Continuo a verificare l’appoggio dei piedi e la tenuta delle picche per quasi un’ora prima che venga il segnale di salire; prima il mio amico.
Mentre aspetto il mio turno lascio anch'io un ricordo: un sopraguanto che scivola veloce verso la crepaccia terminale; non faccio il minimo tentativo di fermarlo.

Appena passata la strozzatura vedo sopra di me gli ultimi trecento metri, e capisco perchè gli istruttori faticavano e ci hanno fatto aspettare la sotto.
Pochi giorni prima era nevicato e la neve, accumulatasi sul ghiaccio vivo a 60 gradi di pendenza, con il primo sole si è smollata e non serve più a niente: è inutile per mettere una vite perchè non tiene ( bisogna scavare fino ad arrivare al ghiaccio vivo, prima ), è inutile per piantare i ramponi e la picozza. Dobbiamo trattenere il respiro, pensare solo ad arrivare nel tempo più breve possibile, mentre i sassi continuano a volare intorno a noi.
Io sto salendo per ultimo, metto i piedi nei buchi creati dagli altri; a volte la neve cede sotto il mio peso fno a che le punte dei ramponi incontrano il ghiaccio sottostante, per fortuna. Uso le picche come due bastoni afferrandole dalla becca, che è diventata inutile su questo “nevaio verticale”. E se la neve decidesse di scivolare sul ghiaccio vivo formando una slavina con noi come attori principali?
Il mondo è diventato verticale; i compagni non sono davanti a me ma sopra; nelle soste le punte dei loro ramponi quasi si appoggiano sul il mio caschetto.
Gli ultimi tiri li faccio veloci, la preoccupazione fa tornare le forze.
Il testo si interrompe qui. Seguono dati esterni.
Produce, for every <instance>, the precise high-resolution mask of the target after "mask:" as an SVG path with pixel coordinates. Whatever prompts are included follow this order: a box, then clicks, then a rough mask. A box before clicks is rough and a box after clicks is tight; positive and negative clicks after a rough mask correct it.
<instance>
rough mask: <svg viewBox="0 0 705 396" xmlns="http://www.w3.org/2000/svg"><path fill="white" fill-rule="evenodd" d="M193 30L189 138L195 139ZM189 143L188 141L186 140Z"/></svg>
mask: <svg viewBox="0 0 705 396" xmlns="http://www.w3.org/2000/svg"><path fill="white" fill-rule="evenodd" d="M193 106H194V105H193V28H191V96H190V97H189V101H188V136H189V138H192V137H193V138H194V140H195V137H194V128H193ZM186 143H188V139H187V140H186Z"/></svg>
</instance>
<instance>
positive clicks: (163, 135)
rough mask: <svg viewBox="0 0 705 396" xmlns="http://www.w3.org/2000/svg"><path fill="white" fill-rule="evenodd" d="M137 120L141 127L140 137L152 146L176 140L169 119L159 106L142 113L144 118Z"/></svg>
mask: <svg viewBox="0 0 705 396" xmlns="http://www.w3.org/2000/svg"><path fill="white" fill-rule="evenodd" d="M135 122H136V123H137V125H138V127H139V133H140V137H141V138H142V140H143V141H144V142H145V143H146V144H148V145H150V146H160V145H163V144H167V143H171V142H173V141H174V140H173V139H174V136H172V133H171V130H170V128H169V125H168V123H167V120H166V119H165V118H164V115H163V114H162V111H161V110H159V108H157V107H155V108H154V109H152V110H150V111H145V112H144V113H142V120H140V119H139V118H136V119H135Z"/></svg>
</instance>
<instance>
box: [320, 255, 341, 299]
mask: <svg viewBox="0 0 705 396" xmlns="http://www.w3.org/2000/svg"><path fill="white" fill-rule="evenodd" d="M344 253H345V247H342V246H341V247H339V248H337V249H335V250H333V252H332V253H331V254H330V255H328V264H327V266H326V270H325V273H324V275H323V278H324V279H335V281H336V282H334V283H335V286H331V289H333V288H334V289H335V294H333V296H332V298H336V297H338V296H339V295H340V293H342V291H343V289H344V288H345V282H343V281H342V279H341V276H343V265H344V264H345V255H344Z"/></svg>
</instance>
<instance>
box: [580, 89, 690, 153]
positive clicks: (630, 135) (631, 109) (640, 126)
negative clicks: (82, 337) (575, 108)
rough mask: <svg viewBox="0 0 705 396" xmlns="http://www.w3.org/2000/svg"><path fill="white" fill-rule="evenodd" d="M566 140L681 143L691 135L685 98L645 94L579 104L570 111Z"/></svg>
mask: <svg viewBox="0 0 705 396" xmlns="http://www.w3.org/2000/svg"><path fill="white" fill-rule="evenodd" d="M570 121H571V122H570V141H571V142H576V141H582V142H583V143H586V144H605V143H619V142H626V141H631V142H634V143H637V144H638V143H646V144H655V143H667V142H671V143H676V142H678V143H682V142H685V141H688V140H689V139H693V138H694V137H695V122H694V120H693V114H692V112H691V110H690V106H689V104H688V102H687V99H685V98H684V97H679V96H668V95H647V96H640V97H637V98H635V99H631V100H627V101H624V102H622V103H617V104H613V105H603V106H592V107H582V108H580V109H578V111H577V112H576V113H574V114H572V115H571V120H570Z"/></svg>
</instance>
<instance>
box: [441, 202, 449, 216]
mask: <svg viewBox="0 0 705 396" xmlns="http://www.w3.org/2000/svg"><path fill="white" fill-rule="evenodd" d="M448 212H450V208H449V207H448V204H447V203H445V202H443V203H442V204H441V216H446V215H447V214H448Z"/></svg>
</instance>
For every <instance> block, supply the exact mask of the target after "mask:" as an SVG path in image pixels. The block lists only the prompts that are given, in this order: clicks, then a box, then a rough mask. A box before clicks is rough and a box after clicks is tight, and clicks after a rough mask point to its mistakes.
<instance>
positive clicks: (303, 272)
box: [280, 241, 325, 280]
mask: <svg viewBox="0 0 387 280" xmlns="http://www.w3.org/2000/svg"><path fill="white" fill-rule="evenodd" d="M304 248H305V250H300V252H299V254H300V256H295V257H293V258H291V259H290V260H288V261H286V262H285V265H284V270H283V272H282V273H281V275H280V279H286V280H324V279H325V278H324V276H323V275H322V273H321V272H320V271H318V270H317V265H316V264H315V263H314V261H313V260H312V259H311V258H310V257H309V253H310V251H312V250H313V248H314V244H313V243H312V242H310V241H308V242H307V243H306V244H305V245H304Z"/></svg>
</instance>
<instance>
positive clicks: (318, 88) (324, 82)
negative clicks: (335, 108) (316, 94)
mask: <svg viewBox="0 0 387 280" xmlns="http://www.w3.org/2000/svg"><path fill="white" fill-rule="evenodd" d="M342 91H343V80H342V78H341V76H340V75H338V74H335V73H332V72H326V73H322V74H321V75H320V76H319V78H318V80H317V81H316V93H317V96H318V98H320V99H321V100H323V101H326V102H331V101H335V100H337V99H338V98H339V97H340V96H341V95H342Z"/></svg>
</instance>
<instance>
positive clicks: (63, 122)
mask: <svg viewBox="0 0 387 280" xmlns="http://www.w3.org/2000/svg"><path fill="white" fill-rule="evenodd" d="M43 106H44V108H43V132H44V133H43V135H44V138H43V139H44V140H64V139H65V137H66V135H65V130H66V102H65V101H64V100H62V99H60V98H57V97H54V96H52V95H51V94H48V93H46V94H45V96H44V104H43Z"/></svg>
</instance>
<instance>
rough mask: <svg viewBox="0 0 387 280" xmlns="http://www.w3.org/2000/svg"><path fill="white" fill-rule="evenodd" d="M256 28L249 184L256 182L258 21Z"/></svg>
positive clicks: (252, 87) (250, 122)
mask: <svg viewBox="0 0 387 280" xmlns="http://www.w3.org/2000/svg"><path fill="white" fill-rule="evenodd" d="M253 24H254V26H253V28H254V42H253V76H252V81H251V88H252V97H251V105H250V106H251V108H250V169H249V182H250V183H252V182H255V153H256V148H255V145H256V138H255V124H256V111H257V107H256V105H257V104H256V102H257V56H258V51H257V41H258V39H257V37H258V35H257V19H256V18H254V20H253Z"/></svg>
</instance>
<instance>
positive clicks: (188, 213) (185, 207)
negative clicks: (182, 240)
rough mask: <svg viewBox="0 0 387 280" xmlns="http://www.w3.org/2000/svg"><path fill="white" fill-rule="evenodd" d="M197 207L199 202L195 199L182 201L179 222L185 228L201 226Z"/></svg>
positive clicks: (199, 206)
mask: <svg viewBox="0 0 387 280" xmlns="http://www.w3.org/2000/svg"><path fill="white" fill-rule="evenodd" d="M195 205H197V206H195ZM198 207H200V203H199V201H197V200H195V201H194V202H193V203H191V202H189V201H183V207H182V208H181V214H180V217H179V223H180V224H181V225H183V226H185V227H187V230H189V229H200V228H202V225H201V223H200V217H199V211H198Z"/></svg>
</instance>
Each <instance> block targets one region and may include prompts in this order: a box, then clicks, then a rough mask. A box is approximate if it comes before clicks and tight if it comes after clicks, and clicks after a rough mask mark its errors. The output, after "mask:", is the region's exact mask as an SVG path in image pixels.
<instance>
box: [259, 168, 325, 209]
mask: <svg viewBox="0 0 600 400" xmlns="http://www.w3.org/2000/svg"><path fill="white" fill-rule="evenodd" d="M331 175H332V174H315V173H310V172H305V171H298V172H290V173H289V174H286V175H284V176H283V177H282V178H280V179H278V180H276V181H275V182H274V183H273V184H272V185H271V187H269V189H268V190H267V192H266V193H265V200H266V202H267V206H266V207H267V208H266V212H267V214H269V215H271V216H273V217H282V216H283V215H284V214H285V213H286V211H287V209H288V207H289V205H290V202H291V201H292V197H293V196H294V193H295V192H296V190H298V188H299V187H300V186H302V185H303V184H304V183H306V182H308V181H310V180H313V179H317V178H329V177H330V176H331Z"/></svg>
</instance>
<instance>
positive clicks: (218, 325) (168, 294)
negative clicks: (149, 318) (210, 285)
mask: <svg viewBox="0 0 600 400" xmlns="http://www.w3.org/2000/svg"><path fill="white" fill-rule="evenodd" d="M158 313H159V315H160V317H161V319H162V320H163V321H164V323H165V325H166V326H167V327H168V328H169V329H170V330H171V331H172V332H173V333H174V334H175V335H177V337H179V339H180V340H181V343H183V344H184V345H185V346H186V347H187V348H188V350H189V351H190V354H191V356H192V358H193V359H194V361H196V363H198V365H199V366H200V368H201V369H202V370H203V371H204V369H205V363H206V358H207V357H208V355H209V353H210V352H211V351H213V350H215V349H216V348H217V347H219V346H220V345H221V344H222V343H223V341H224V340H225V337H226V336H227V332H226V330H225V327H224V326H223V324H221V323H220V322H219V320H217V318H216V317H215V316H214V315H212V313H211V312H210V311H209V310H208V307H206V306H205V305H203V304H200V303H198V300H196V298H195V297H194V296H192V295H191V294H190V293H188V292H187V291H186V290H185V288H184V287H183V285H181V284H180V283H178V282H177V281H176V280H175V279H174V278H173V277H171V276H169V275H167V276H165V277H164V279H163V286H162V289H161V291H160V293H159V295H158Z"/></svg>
Finalmente siamo sul colle, 3550 metri circa

Il valore spirituale di aver compiuto un qualcosa di inutile e pericoloso, ma necessario alla mia completezza e coerenza di uomo che non tralascia ciò che ha iniziato, aleggia anche ora, in mezzo ai fiocchi di neve che cadono fitti.
Alla nostra sinistra il Pic Sans Nom si erge per altri 450 metri e la voglia è di salirlo, ma è molto tardi ed il ritorno, sull’altra valle, non appare agevole visto che dovremo scendere un’altro canalino, per fortuna con inclinazione di non più di 45 gradi e meno lungo.

Il ritorno sotto la neve, e poi la pioggia, mi ricorda l’esperienza di Aosta nel 1985. Adesso sono passati 16 anni, ma la voglia di stabilire i propri limiti, la necessità di non soggiacere al luogo comune è sempre più forte.

Arrivati alla macchina calcoleremo di aver marciato ed arrampicato per 21 ore consecutive... e ne sarà valsa la pena!